What’s most surprising about Valiant for a first time reader, however, is the diversity of stories on display. There are superhero teams and buddy comedies. But there are also supernatural adventures, like The Death-Defying Doctor Mirage (about a woman who can talk to the dead, seeking contact with her husband beyond the grave). Or the sci-fi time-travel storytelling of the aforementioned Ivar, Timewalker (it’s basically Doctor Who transformed into a comic book.) Or even heroes like Faith, a plus-sized woman who happens to be a fangirl of all things superhero and science fiction, while also living the life of an actual superhero. There’s really something for everyone.
But one of the best things about Valiant is that it never feels like a scrappy sibling trying to pitch a fight with Marvel and DC—in the way that the big two sometimes snipe at each other. Even as Valiant takes bigger chances, the comics creators also don’t act as though they have to prove themselves against the industry’s two biggest publishers.
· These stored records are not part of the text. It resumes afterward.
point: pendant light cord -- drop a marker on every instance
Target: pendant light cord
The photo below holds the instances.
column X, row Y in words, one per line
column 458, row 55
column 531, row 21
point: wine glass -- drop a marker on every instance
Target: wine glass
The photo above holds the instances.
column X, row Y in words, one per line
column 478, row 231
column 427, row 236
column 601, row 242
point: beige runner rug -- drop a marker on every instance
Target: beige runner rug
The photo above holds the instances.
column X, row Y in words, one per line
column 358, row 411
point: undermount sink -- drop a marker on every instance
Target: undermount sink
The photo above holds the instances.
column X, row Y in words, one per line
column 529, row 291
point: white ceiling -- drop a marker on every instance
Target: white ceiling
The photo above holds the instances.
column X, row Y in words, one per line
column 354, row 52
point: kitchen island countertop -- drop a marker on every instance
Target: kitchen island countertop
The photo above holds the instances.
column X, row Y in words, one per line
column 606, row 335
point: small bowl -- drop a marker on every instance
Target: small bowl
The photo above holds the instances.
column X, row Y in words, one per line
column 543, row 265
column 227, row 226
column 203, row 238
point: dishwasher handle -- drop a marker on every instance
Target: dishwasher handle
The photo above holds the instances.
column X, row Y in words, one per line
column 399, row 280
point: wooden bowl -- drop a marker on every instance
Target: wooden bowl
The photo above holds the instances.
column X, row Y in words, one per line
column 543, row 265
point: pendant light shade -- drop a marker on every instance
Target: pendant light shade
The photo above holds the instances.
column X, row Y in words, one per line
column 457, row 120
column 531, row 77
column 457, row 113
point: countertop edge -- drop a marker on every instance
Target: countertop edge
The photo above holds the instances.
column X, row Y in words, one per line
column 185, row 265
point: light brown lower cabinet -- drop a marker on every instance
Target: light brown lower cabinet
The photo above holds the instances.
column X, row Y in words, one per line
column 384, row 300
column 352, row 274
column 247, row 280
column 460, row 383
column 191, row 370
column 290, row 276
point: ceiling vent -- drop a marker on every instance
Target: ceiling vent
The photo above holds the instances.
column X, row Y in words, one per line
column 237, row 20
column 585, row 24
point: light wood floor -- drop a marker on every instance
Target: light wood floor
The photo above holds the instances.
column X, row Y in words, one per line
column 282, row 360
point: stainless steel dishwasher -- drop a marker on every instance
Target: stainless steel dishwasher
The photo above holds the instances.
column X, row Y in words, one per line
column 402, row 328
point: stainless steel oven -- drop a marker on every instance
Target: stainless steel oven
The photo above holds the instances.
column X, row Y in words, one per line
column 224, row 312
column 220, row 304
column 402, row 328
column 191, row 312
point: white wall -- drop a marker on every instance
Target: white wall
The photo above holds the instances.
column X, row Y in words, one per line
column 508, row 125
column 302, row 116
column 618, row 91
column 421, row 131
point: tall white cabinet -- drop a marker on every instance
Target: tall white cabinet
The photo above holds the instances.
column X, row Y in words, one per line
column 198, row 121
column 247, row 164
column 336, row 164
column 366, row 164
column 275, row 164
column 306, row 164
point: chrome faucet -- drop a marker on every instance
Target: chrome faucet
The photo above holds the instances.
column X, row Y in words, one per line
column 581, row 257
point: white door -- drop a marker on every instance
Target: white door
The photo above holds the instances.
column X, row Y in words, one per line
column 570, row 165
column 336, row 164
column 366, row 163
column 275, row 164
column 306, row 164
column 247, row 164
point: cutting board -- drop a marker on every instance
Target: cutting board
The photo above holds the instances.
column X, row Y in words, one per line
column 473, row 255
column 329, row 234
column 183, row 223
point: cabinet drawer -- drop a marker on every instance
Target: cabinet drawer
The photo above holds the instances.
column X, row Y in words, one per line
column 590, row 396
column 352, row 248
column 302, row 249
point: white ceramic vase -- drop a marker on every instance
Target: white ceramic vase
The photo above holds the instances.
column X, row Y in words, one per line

This leads to some weird, and uniquely fun things—for example, this year’s Book of Death event for Valiant was sandwiched between the cataclysmic retrospective summer blockbusters of DC’s Convergence and Marvel’s Secret Wars. While Marvel and DC were looking back at their own complex histories, Valiant’s event instead flung itself into the company’s future, imagining the final ends of its biggest heroes and watching their current incarnations wrestle with that knowledge. It also helps that Valiant’s creative teams are drawn from both independent comic circles and the rosters of DC and Marvel: creators like Jeff Lemire, Paolo Rivera, Matt Kindt, and many more, are responsible for some of the best comics from any company, and as regulars at Valiant they bring that same quality to a whole new universe.
Valiant is a great place for new readers to start delving into superhero and adventure comics—but it’s not just a stepping stone, before you move on to the Big Two. Valiant has a rich enough universe that you can get lost in it as much as you can with the sprawling worlds of Marvel and DC.
If all goes well, Valiant could soon be a lot bigger than it currently than it currently is—earlier this year, the company announced a partnership with Sony for a five-movie deal to bring Harbinger and Bloodshot to the big screen, followed by a film that unites the two series. In a world where Marvel and DC have helped create a superhero boom in the movie industry, Valiant is about to be exposed to a lot more people already hungry for superhero entertainment.
Let’s admit it: who doesn’t occasionally feel like they want to be in on the ground level of something before it explodes in popularity? Before they break out on the big screen, now is a great time to get yourself familiar with Valiant’s heroes.
So what’s the best way to get into Valiant? My advice would be the same as for any budding comics-reader: just grab a series you think sounds cool, and dive in. Valiant has put out some starter-anthologies of their series that retail at relatively low prices, making it easy to hop into something you like the sound of. Here are a few suggestions!
X-O Manowar is often considered Valiant’s premier book, about a time-displaced Visigoth warrior who finds himself in the far future of 2012, kitted out in alien armor.
For tales of superhuman persecution, you’ll want to try Harbinger, about young psionic men and women who discover that their powers could change the world, and are on the run because of it.
If you want wacky, zany heroics that aren’t quite so self-serious however, you’ll want to check out the highlight of Valiant’s comedy books: Archer & Armstrong, one of the most frequently insane comic books on shelves.
But there’s much more out there to see. If you’re feeling a bit tired of Marvel and DC at the moment, Valiant is a refreshing alternative.